|(Image via Ivao83's flickr)|
Here's a word you'll sometime see in tasting notes. "Palate exhibits a good concentration of berry flavors." That's fairly self-explanatory, in that you expect the wine to have very deep and full fruit flavors. Concentration in wine is like pixels on your computer screen; you want more pixels, the sharper the the picture and the more detail you can see. In a wine you want more stuff, less water.
But how does concentration happen? Is it just luck or can a wine be manipulated into those concentrated flavors. Turns out, it can be both, but much of it is in the wine makers sights.
First, in the vineyard, vine pruning and selective reduction is crucial. Growers have the difficult task of selectively pruning away fruit early in the season. While this reduction of berries reduces they overall crop yield, the nutrients and sunshine have fewer berries to "feed". This increased energy improves the fruit overall. So while the grower may have fewer grapes to harvest, each one of those grapes as greater potential for producing really great wine.

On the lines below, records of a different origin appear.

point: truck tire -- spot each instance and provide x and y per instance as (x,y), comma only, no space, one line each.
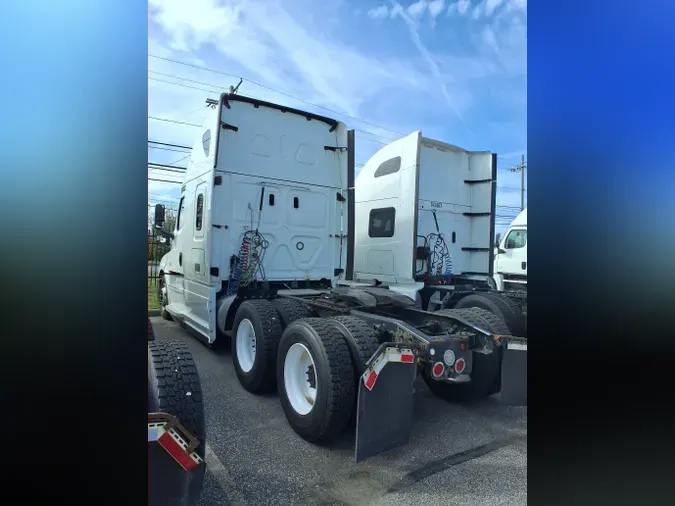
(361,341)
(315,378)
(174,388)
(290,310)
(255,338)
(499,305)
(479,316)
(486,369)
(163,298)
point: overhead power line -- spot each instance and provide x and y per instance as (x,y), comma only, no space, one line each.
(273,90)
(170,145)
(174,121)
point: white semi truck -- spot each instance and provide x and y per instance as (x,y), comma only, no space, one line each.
(510,271)
(321,281)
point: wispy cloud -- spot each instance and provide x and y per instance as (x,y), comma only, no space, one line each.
(379,12)
(436,7)
(383,64)
(431,62)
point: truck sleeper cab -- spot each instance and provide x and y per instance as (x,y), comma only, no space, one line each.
(511,257)
(274,247)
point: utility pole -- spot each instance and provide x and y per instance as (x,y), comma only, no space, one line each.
(521,168)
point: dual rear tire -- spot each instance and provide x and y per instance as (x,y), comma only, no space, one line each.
(315,363)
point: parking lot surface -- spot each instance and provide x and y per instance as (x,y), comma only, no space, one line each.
(458,455)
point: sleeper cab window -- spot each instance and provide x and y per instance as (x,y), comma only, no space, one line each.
(389,167)
(200,211)
(381,222)
(181,209)
(206,142)
(516,239)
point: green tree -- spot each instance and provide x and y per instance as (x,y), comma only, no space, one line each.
(160,245)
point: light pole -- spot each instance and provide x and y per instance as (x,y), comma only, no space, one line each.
(521,167)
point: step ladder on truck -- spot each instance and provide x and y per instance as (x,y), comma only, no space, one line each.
(176,435)
(318,279)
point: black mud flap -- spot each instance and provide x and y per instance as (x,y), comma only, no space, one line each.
(385,402)
(514,374)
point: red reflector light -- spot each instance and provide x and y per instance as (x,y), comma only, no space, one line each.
(370,380)
(407,358)
(181,456)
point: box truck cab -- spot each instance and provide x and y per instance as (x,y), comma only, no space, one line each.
(511,257)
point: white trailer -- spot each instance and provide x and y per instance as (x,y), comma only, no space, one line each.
(321,281)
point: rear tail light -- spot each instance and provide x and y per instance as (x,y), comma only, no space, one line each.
(438,369)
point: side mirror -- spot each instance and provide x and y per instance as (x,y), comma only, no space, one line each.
(159,215)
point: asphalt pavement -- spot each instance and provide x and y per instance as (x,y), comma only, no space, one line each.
(458,455)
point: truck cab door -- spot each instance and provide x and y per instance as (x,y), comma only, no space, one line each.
(513,260)
(172,264)
(386,212)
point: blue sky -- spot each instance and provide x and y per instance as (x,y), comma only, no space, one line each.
(457,70)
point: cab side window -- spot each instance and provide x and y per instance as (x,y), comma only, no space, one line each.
(516,239)
(181,211)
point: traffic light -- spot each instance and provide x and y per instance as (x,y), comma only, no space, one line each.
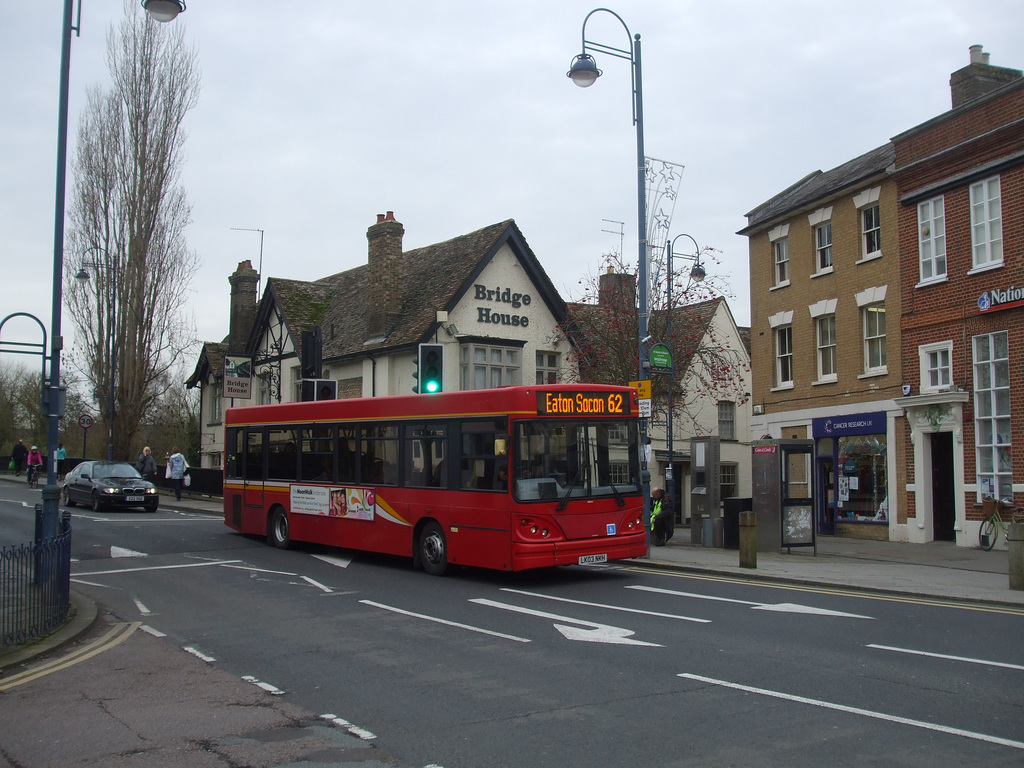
(431,369)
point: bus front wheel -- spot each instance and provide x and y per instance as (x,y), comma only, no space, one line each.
(278,529)
(433,549)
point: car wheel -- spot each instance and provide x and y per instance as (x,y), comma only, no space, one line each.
(433,549)
(278,529)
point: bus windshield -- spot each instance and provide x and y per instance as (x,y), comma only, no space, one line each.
(571,459)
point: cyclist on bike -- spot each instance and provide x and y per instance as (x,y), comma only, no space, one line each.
(34,464)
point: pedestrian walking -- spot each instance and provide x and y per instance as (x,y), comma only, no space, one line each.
(176,466)
(146,465)
(18,454)
(35,466)
(662,524)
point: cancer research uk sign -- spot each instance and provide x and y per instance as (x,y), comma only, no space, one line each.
(1000,298)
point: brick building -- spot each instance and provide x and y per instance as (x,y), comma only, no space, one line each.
(960,178)
(826,364)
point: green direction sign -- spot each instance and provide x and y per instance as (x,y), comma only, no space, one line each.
(660,357)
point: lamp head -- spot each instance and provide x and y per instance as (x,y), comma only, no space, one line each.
(164,10)
(584,71)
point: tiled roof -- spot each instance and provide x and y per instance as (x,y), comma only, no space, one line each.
(819,185)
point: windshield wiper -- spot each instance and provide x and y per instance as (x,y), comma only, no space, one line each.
(568,492)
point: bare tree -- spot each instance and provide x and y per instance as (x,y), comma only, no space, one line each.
(604,329)
(128,216)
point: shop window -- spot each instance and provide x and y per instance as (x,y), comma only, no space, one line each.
(991,420)
(863,478)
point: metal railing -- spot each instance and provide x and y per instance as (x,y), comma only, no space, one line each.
(35,587)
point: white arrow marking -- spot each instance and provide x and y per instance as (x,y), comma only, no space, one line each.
(609,607)
(122,552)
(341,562)
(776,607)
(599,633)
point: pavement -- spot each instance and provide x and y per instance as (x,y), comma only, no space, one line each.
(104,691)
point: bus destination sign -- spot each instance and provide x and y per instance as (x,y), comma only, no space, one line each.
(583,403)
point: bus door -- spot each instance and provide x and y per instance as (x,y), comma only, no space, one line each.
(254,466)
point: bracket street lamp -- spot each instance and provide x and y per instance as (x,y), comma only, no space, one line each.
(584,72)
(112,313)
(697,273)
(164,10)
(161,10)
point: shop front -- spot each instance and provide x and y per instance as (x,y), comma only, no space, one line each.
(852,473)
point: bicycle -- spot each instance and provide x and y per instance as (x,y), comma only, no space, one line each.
(993,525)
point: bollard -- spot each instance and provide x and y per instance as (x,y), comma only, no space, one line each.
(748,540)
(1015,545)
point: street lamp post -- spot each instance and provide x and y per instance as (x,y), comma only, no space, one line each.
(162,10)
(697,273)
(584,73)
(112,313)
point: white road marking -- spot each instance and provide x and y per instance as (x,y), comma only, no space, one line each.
(445,622)
(353,729)
(198,653)
(315,584)
(155,567)
(265,686)
(141,608)
(122,552)
(776,607)
(599,633)
(609,607)
(341,562)
(857,711)
(983,662)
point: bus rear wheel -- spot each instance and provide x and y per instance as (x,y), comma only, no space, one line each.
(278,529)
(433,549)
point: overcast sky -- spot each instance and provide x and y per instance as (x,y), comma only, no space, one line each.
(315,116)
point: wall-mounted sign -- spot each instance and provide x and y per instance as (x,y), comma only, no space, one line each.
(238,377)
(499,295)
(1000,298)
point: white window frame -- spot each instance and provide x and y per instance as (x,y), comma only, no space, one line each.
(936,366)
(993,473)
(826,348)
(820,222)
(548,365)
(727,420)
(875,342)
(500,366)
(779,239)
(986,224)
(932,240)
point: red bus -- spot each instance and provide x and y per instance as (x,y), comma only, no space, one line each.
(427,476)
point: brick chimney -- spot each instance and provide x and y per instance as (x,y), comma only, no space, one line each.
(386,274)
(979,78)
(245,283)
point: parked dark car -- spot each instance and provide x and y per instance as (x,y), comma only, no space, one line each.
(100,484)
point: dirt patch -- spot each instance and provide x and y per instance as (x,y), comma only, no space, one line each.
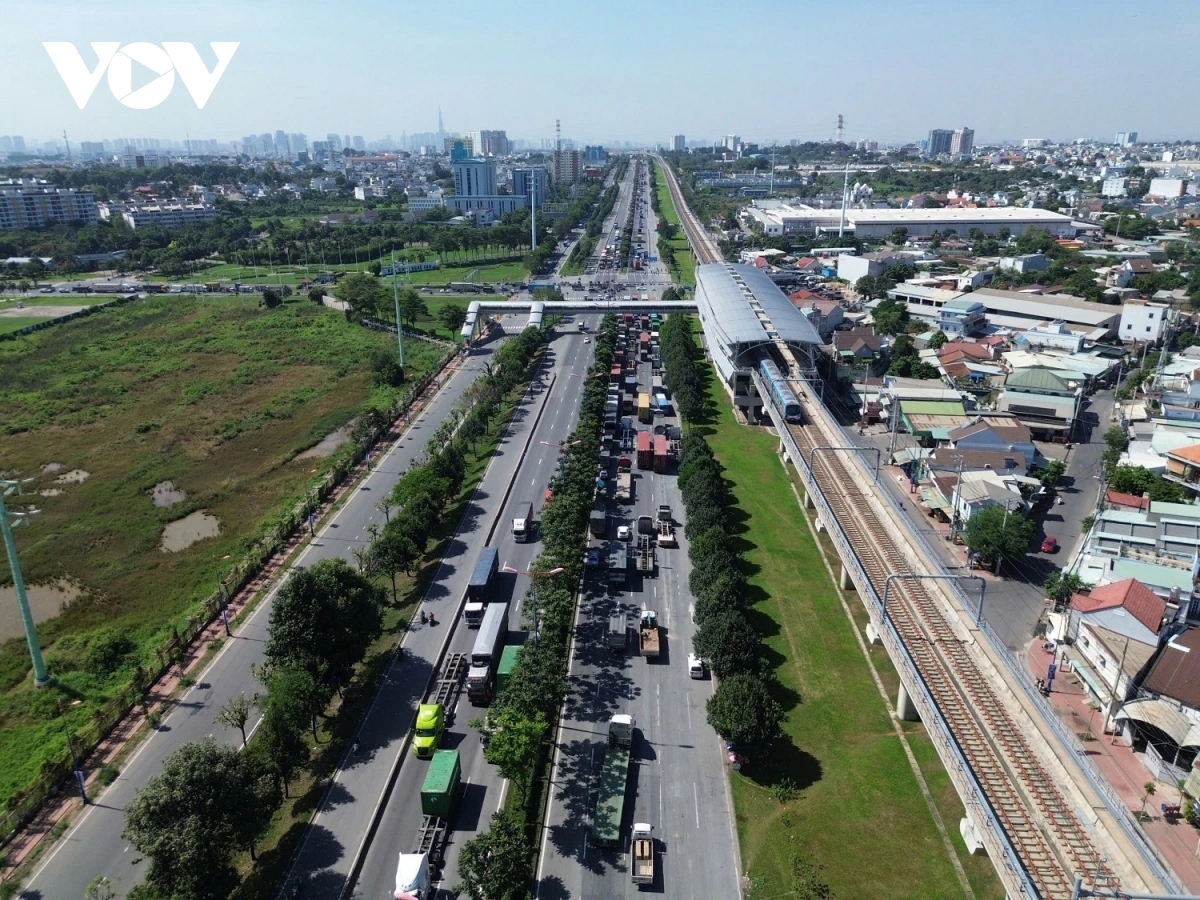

Secondly, deprive the wine of water. The best grapes are grown under stressful conditions and one of those stressful conditions is low rainfall. While it is true in the most arid regions irrigation is common, the grapes must have some water, after all. But too much water will dilute the flavor of the grapes. Think of it as adding too much water to tea or coffee, the more water, the lower the concentration of coffee flavor. The same is true of grape, especially at harvest. Growers are always watching out for a big rain near harvest. If the grapes are still on the vine during a rain storm all that water will go straight to the grape, plumping them up and eventually diluting the wine.
Lastly, a wine maker can remove water from the grapes or the juice in a variety of methods. You may already be familiar with a couple of the techniques even though you don't know it. In the Veneto region of Italy, grapes are dried after harvest, letting them become raisinated. The dried fruit is then fermented and pressed resulting in Amarone. In Canada, grapes are frozen on the vine, which reduces their water content and then they're processed into ice wine. Water can also be removed from grape juice. Routinely in Australia, grapes become very ripe in the warm sunny conditions. Using a centrifuge, water can be removed from the juice resulting in those inky Shirazs (not to mention high alcohol Shiraz!).